Stephen, 31, has been working at Willowmead since April. He says: “I moved into the area shortly before Robbie came here, so we’ve been exploring together and making friends at the same time. We get on well, we’ve got the same sense of humour and both love football.
“I’m Robbie’s key worker, the person he sees the most, and it’s vital to have that kind of relationship. Support at Willowmead is person-centred so I need to understand who he is, what he likes, the areas he needs most support with, and any triggers that cause him stress, or affect his behaviour.
“I help Robbie to manage his day-to-day life – things like handling money, cooking, cleaning, and taking public transport – these all help him to get out and be active in the community. It’s about empowering Robbie to have the skills and the confidence to live life as he wants to live it.
“I’ve been a support worker for 11 years and what I’m able to do here is the best example of transformational care I’ve seen.
“I know that national policy is moving to support for people with learning disabilities and I like to think that in my own small way I’m helping to change the culture of care.
“How I spend my time with Robbie is driven by him and what he wants to do. I can help him find opportunities, such as going to training with a local football team, but these are always based on his interests.

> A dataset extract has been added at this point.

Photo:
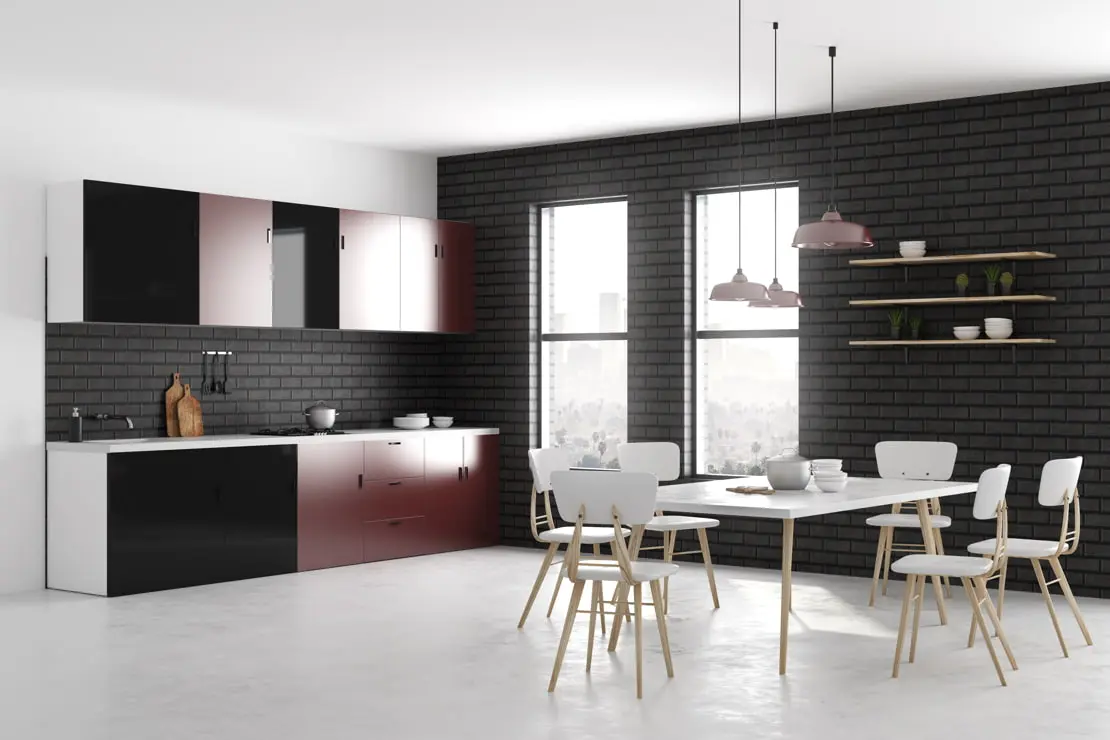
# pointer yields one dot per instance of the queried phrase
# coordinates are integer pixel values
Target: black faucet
(104, 417)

“I think Professor Barry Carpenter CBE’s approach that guides our work here, to support people as individuals, engaging them in their community and responding to how they want to live, is long overdue – isn’t that how we all want to live?
“Giving Robbie the dignity of his own studio flat is also hugely important at Willowmead; a nicely decorated, well-maintained space that’s his. And my attitude to that is equally important – I only go into it when he invites me.

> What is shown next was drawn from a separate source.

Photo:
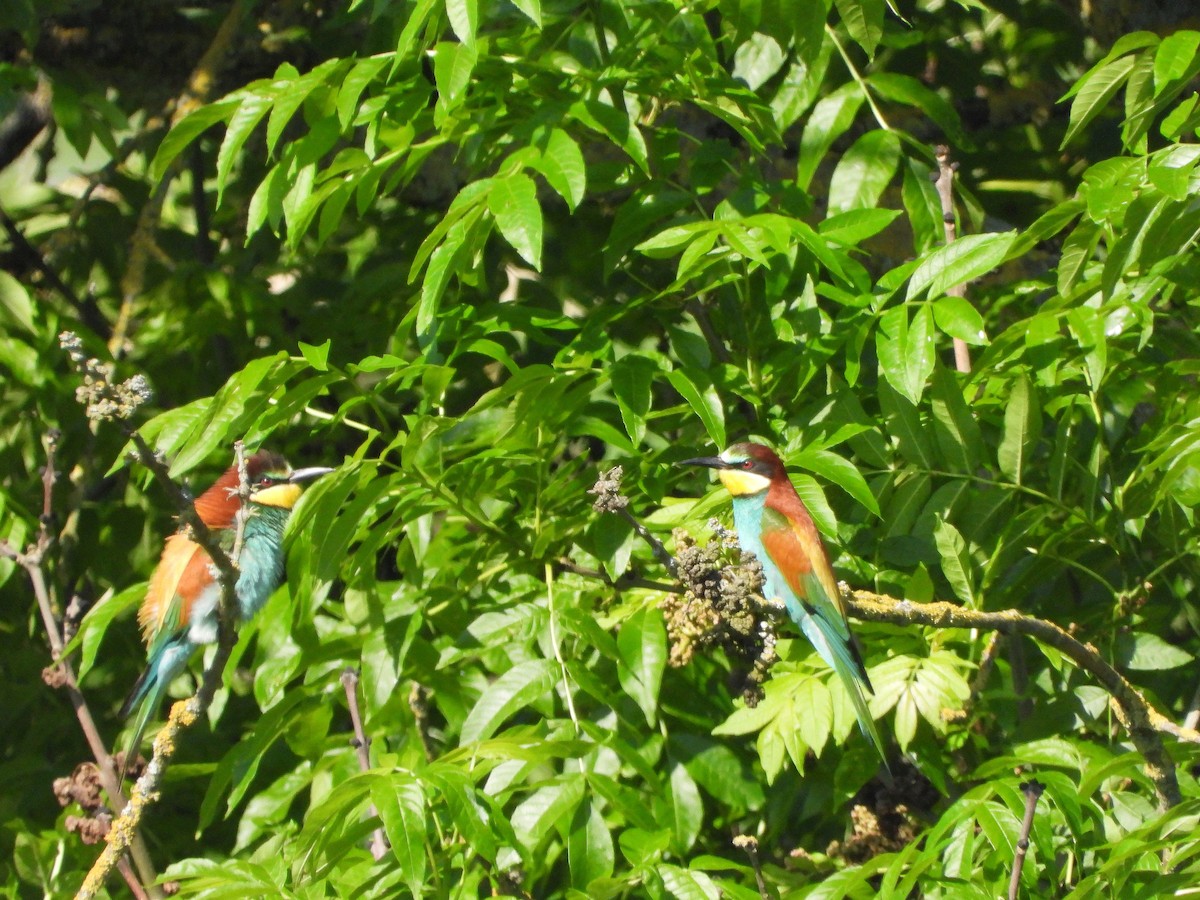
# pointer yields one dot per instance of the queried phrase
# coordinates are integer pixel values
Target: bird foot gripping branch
(181, 607)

“I have a supportive relationship with Robbie rather than a directive one. His behaviour can be challenging if he can’t make choices for himself and doesn’t feel in control. Since he moved here I’ve seen quite a change in him. He’s much calmer and much happier.
“Our relationship is good because of the way we work together, because of the mutual respect we have for each other.
“Policy is definitely moving care and support in the right direction for individuals like Robbie and staff like me because the outcomes for all of us are so much better.”
The final word goes to Robbie – as Stephen would say, it always does.
“No-one round here knows that I’ve got a learning disability and they don’t have to,” he says. “It’s changed my life living at Willowmead – actually it’s given me a life – and that’s really because of the friendship I have with Stephen.”